Heat the oven to 200C/400F/gas mark 6. Place the beetroot in a small roasting pan with 125ml of water. Cover and cook for about 1 hour, until tender when pierced with a fork. Set aside to cool.
Peel and cut the beetroot into small dices. Transfer to a bowl and add half the coriander stem, mustard and red onion. Add half the lemon juice and 1½ tbsp oil. Mix well and season to taste. Cover and refrigerate.
Combine the salmon and the remaining coriander stem and red onions in a bowl. Add the parsley, and the remaining mustard, lemon juice and olive oil, season to taste. Mix well, cover and chill.

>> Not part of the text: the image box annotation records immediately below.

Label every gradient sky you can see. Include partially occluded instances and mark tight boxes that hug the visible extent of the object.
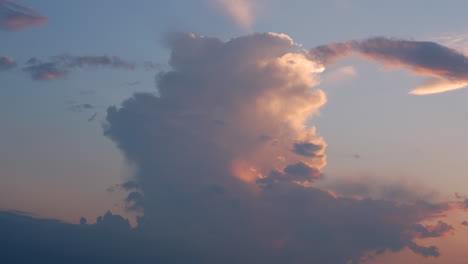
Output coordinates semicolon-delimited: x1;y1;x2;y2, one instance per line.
0;0;468;264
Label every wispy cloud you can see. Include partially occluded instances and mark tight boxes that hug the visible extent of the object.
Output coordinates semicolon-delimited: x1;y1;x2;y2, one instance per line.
0;0;49;31
0;56;16;71
23;55;159;80
309;37;468;95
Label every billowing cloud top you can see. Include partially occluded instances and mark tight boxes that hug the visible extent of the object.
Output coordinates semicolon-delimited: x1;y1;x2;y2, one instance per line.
0;33;465;264
0;0;49;31
100;33;456;264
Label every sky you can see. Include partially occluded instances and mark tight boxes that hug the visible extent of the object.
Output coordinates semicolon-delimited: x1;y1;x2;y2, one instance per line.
0;0;468;264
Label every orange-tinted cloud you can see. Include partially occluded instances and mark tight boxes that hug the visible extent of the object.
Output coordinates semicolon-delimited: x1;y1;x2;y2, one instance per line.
309;37;468;95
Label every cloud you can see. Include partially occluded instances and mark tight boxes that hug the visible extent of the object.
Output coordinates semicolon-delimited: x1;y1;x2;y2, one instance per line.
100;33;456;264
0;0;49;31
0;33;460;264
23;55;154;80
309;37;468;95
414;221;454;238
212;0;255;29
325;177;440;203
0;56;16;71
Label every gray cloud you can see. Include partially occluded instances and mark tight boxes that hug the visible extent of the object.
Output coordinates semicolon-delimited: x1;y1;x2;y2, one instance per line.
23;55;159;80
0;0;49;31
101;33;449;264
0;33;460;264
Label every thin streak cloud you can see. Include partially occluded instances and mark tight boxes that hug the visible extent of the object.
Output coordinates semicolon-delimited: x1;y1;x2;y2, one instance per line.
0;0;49;31
309;37;468;95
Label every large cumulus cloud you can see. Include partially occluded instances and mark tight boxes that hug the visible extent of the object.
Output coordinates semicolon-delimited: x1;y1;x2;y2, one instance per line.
0;33;460;264
106;33;458;264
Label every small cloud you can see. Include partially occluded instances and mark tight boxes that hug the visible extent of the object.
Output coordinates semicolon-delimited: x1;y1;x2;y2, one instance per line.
88;112;97;122
0;0;49;31
0;56;16;71
68;104;97;112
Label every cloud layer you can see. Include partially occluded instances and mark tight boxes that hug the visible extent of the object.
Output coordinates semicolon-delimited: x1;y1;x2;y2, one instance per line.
102;33;458;264
0;0;49;31
23;55;159;80
0;33;462;264
309;37;468;95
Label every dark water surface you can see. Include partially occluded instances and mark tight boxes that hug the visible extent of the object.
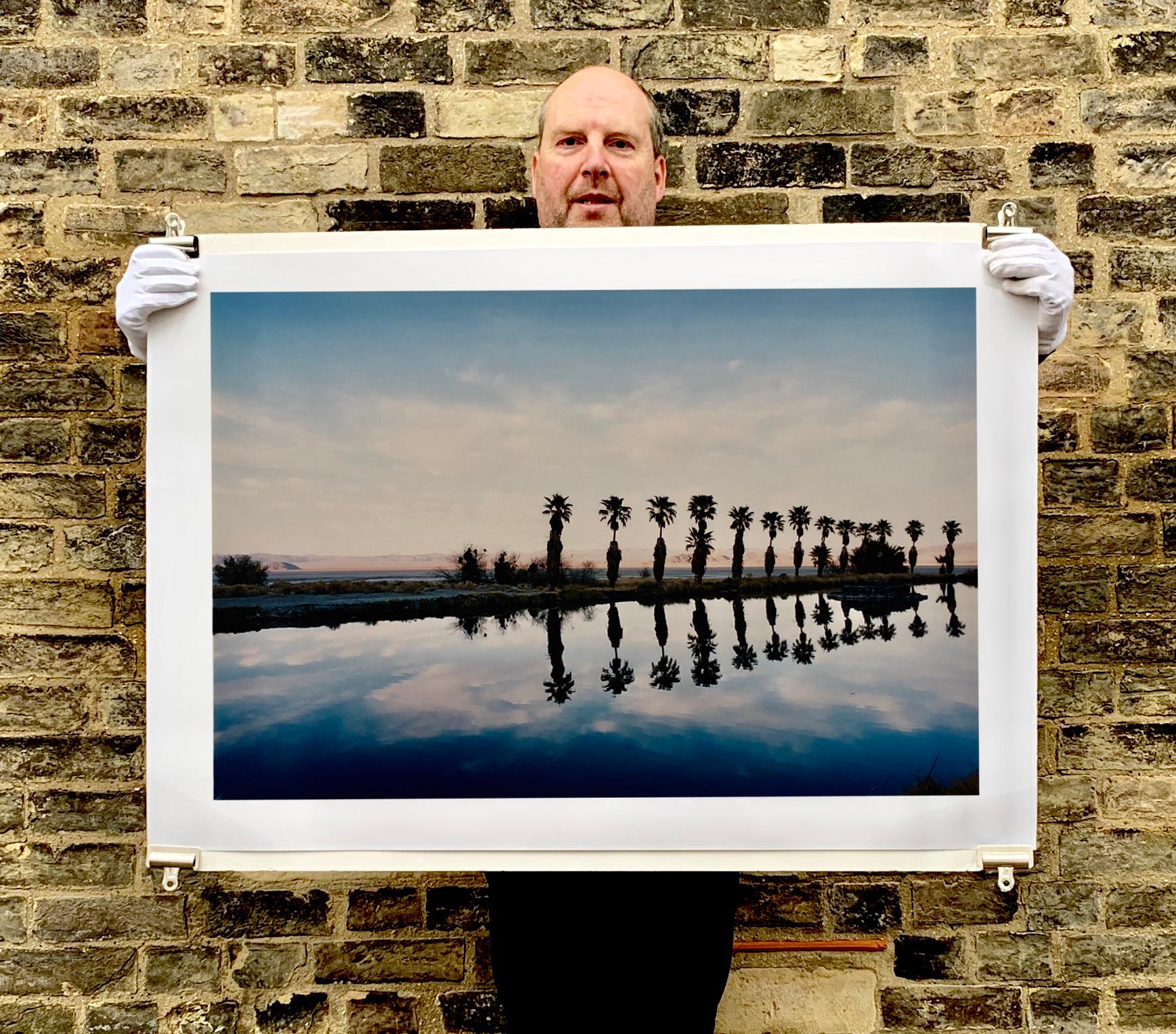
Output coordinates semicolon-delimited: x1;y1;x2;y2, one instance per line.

Cut the avocado in half, carefully remove the stone and use a large spoon to remove the skin. Dice into 0.5cm chunks, place in a small bowl and drizzle with lemon juice and a pinch of salt.
Curry leaf-olive oil:
Flash fry the curry leaves, allow to cool on kitchen paper and transfer to a blender along with olive oil and salt and blitz. Transfer into a squeeze bottle.
To finish: To serve, take four 8cm baking rings and place them on your serving plates. Put the diced avocado in the bottom of each ring, then top with an even layer of beetroot, then top with an even layer of salmon tartare. Pat gently to compress. Remove the rings, and garnish with micro cress and a drizzle of curry leaf-olive oil.